I also have no idea what it was like to grow up, as she did, as a Jewish girl in Salt Lake City. Not a tolerant state, to be sure. She told me how her parents, who owned an apartment building, were asked by the U.S. government after World War II if they would be willing to house Holocaust survivors who had come to the U.S. as refugees. Her parents took dozens in, and Roseanne’s childhood was spent with these survivors as her “family.” “The stories they told me,” she said, “were filled with unimaginable horror. I’ve always wondered what effect that had on me as a little girl.”
Now, sadly, for the past few years, Roseanne has been in a downward spiral, ranting like crazy on Twitter, spreading conspiracy theories, attacking the people she used to love, supporting Trump, and being just an outright hateful and racist person. It has been a difficult decline to witness. She has repeatedly attacked me, and on Tuesday, after calling George Soros a “Nazi” (he’s a Jew and a Holocaust survivor), Valerie Jarrett an offspring “of the Muslim Brotherhood and Planet of the Apes,” and saying that Chelsea was “married to” a Nazi relative of George Soros, she then retweeted a disgusting new word for me because I have spoken out against the Netanyahu government and its killing of Palestinians — “#JewHater”. Nonstop insanity and sickness.
I guess there might be 20 million Americans (out of 320 million) who probably agree with her. She has thrown down with the lowest of the low, and who knows if she’ll ever recover from this descent into her own personal hell.
To close, I want to say just how great the new Roseanne show was. It was funny but brutal to watch because it showed how our system of greed has hurt millions of families like the Connors of Illinois. On the final episode last week, Roseanne was addicted to opioids because she couldn’t afford the knee surgery she needed, so she suffered along in agonizing pain. Dan, her husband, in order to raise money for her surgery, decided to take a non-union job — and Roseanne berates him for doing so and letting his union brothers and sisters down. There are a couple quick knocks on Trump, making it clear that the real Roseanne was not writing or running this show. For the past 9 weeks, the new Roseanne show has shined a powerful and necessary light on what it means to be working class in 2018. Her blended family on this new series was white and black and LGBTQ, and her generous neighbors next door were Muslims who forced her to confront her own bigotry.
If only her art could have helped her in her real life.
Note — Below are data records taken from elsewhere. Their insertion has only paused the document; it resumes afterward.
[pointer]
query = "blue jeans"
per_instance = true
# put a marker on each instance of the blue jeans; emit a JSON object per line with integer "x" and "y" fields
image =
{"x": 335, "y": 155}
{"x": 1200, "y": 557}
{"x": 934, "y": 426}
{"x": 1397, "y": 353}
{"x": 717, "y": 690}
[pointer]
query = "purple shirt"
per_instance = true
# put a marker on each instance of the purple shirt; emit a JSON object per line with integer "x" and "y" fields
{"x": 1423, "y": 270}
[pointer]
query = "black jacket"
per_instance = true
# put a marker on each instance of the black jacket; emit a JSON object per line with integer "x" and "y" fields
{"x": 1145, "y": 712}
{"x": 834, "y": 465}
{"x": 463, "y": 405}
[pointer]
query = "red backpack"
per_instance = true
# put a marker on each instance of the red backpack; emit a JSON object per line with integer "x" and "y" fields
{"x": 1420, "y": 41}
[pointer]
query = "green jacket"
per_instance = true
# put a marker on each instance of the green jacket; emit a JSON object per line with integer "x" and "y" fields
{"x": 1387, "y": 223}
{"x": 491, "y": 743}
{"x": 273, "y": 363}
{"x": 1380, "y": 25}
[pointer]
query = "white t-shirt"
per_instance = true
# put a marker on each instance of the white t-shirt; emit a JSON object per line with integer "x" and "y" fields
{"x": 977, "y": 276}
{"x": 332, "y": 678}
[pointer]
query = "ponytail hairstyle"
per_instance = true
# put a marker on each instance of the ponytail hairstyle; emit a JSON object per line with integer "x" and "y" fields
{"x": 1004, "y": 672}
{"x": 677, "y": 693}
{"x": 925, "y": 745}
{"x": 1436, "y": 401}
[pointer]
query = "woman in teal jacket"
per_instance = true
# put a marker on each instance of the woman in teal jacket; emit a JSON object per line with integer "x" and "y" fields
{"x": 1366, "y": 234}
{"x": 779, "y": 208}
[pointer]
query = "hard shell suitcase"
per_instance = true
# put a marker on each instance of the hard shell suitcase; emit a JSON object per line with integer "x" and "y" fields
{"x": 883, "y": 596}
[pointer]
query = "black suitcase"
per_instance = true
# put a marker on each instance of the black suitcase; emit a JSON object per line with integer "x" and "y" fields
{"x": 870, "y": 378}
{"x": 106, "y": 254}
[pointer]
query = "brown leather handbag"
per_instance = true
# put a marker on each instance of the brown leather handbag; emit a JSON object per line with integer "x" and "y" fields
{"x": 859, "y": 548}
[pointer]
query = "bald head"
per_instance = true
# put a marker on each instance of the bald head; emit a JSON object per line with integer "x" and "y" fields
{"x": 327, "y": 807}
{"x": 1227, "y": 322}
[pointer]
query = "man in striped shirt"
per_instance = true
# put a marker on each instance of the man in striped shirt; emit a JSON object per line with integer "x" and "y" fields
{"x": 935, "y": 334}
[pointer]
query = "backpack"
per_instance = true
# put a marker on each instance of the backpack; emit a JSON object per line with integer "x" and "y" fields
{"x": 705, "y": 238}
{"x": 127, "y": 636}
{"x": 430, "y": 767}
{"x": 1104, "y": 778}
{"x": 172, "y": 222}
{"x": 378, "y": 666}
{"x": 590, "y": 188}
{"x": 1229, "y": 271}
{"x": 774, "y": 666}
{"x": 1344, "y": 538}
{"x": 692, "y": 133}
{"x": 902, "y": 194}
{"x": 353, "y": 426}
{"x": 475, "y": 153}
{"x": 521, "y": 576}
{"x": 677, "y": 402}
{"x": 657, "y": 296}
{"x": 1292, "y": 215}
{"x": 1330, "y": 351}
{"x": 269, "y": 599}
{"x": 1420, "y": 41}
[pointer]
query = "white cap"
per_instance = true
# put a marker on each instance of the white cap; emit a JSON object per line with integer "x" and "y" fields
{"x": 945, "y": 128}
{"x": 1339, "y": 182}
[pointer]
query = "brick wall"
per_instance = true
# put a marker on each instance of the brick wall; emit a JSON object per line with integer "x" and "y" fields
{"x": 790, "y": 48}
(Also, let me say this: There’s no reason the show has to go just because she’s gone. Over the years, TV has found ways to bring Bobby Ewing back from the dead on “Dallas”, forced us to accept the two Darrins on “Bewitched”, and found ways for hit shows to survive when their stars bolted after a year or two [David Caruso on “NYPD Blue”, Pernell Roberts on “Bonanza”]. The smart people who were writing this Roseanne series can surely find a way to let the non-bigoted portion of the America’s working class [which I can tell you is the VAST majority] have their voice heard on network television. Why should it be silenced by one lost soul?)